裏表紙では「感動的な命と絆の物語」と持ち上げているが、あまりに淡々と事例が取り上げられているので、感動的な感じはしない。


事例の数は多いが、共通して取り上げられる問題に「におい」の話、「大家とのトラブル」がある。
孤立死は、発見が遅れるために遺体の腐敗が進みやすく、においの問題は避けては通れない。それ以外に、社会生活から脱落した人が、住居をいわゆるゴミ屋敷化してしまう事例があるようで、においに対する装備は遺品整理屋には必須のようだ。また、ペットとともに暮らす独居老人も多く、ドアを開けるといきなり厚さ50cmのウサギの糞で底上げされていた事例が載っていて驚いた。死んだあとも含めて、「におい」というのは、社会生活の基本なのかもしれない。
さて、孤立死したまま発見が一ヶ月遅れたとして、その期間の家賃(それに加えて滞納している場合も多い)や、クリーニング等の費用、また、遺品整理屋への依頼など、何かとお金のかかることばかり。しかし身寄りが少ないから孤立死をするわけで、保証人(亡くなっている場合もある)や遺族が、支払に関して大家とトラブルになる件も多いようだ。自殺の場合には大家にも告知義務*2が生じるため、貸す側もリスクが多い。少ない縁者を辿って、遠い親戚にお呼びがかかるということもあるのだろうか。これは他人事ではないかもしれない。

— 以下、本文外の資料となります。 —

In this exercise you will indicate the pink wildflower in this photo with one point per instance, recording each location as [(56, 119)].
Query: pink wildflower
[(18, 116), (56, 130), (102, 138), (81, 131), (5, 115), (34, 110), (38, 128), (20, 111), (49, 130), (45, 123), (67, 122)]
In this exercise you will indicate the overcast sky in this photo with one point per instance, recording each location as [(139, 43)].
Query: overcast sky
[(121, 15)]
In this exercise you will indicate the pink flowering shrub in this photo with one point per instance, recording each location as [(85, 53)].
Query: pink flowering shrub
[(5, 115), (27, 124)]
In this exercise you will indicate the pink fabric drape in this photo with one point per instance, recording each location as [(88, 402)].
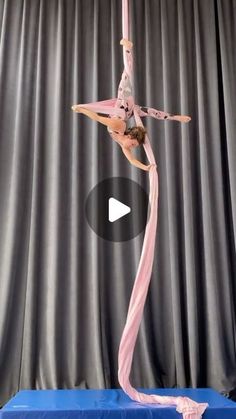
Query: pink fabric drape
[(186, 406), (189, 408)]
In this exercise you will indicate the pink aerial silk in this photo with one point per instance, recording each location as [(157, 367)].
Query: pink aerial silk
[(189, 408)]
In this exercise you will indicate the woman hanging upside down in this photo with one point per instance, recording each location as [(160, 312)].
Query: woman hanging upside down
[(121, 109)]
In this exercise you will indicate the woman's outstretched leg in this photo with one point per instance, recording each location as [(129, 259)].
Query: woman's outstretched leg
[(145, 111)]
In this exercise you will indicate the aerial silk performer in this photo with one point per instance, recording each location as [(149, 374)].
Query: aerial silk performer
[(119, 111)]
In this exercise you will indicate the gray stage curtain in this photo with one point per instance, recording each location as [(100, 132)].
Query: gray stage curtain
[(64, 292)]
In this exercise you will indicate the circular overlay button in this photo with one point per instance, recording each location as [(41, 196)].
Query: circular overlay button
[(117, 208)]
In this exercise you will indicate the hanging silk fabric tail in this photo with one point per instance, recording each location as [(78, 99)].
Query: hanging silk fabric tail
[(189, 408)]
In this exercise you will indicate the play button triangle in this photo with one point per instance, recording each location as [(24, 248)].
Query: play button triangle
[(117, 210)]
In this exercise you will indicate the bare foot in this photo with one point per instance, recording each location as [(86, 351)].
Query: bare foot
[(126, 43), (182, 118), (76, 108)]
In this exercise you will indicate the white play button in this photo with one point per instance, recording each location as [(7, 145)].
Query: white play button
[(117, 210)]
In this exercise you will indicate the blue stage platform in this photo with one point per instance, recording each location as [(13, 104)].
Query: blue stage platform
[(108, 404)]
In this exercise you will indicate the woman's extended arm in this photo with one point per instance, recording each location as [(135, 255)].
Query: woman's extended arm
[(113, 123), (134, 161)]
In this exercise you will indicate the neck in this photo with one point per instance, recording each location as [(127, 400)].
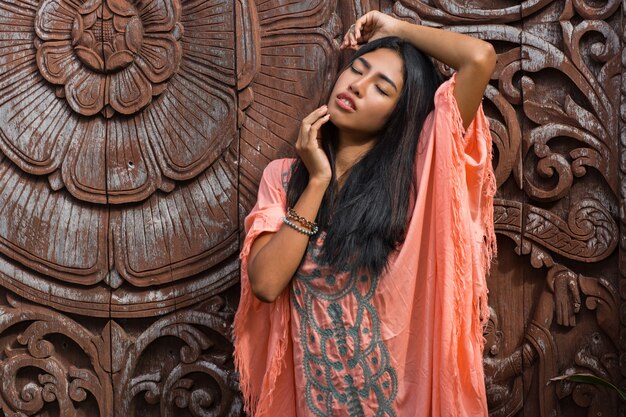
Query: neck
[(350, 150)]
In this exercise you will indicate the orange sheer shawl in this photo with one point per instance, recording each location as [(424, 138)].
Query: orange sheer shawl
[(431, 302)]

さて、数々の現場を見る中でやはり日本の制度的な問題に疑問符を投げかける場面もある。特に、独居老人の餓死者についてこう書かれている部分がある。

日本の社会保障制度は、建て前上とはいえ、餓死しなくてもいいようになっているので、役所に足を運べばいいのです。が、それもまた建て前の話で、生活保護を受けることをプライドが許さないと拒否したり、あるいは申請すらせずに餓死してしまう人が多いのも見逃せない問題になっているようです。p63

最近、世間を騒がせている次長課長河本準一生活保護問題については、いろいろな意見があるようだが、受給者側のモラルやプライドに左右されすぎる制度設計自体が一番の問題だと思う。毎日新聞の社説が、納得しやすい意見だった。

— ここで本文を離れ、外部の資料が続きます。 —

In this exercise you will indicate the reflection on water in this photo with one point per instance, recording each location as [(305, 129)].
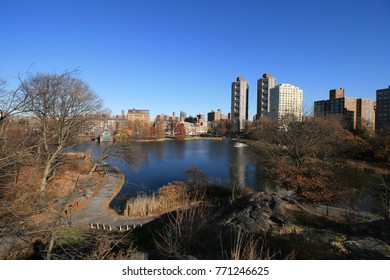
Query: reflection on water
[(154, 164), (150, 165)]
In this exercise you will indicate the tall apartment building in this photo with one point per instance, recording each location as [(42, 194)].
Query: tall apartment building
[(239, 110), (286, 103), (358, 113), (138, 114), (216, 116), (264, 86), (382, 113), (365, 113)]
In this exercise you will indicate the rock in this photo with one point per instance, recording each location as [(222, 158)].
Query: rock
[(260, 212), (367, 248)]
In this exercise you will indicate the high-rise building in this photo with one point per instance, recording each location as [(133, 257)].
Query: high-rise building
[(183, 116), (264, 86), (216, 116), (286, 103), (365, 113), (239, 111), (382, 113), (358, 113), (139, 115)]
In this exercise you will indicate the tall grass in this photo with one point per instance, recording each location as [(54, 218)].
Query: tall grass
[(165, 199)]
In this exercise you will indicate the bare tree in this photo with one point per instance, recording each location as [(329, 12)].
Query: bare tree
[(60, 105)]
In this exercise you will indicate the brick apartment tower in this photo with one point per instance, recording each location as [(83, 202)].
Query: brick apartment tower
[(264, 86), (382, 112), (240, 108)]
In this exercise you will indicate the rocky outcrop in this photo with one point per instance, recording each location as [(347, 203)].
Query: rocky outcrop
[(263, 212), (285, 220)]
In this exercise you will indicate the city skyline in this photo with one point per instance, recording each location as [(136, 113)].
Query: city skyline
[(170, 56)]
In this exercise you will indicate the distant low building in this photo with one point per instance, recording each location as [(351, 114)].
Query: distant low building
[(138, 114), (358, 113)]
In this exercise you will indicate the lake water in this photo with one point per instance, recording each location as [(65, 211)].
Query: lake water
[(157, 163), (154, 164)]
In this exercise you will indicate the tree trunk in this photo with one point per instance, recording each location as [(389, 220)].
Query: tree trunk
[(45, 176), (93, 169), (49, 168)]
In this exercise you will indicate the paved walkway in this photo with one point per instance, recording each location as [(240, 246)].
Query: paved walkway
[(97, 212)]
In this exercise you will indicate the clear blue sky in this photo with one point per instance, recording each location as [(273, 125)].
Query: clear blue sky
[(177, 55)]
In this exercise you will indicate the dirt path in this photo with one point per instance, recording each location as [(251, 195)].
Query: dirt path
[(98, 213)]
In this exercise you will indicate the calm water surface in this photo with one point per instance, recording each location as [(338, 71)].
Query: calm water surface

レギュラー番組が10本ともいわれる売れっ子芸人となった河本さん、母親のことを書いた本はベストセラーとなり、母親をお笑いのネタにもしているというのだから、扶養義務を果たさないのはおかしい。
こういうケースは河本さんだけではないだろう。小宮山洋子厚生労働相は受給者の親族が扶養できない場合、その理由を証明する義務を親族に課すことを検討しているという。雇用危機の影響などで生活保護は受給者が増え続け、総額3兆円を超えるまでになった。不正や不適切な受給をなくしていくことは必要だ。
ただ、現実は生活が困窮状態にあっても保護を受けられない人の方がはるかに多いことを忘れてはならない。実際に親族の扶養が期待できない状況でも「親族がいる」というだけで受給を認められない、親族に迷惑が及ぶのを恐れて自ら申請しないというケースは多い。扶養義務を厳格にするだけでは解決にはならないだろう。一部の不正や不適切な事例のために、本来は必要なのに手が届いていない人たちの存在を黙殺してはならない。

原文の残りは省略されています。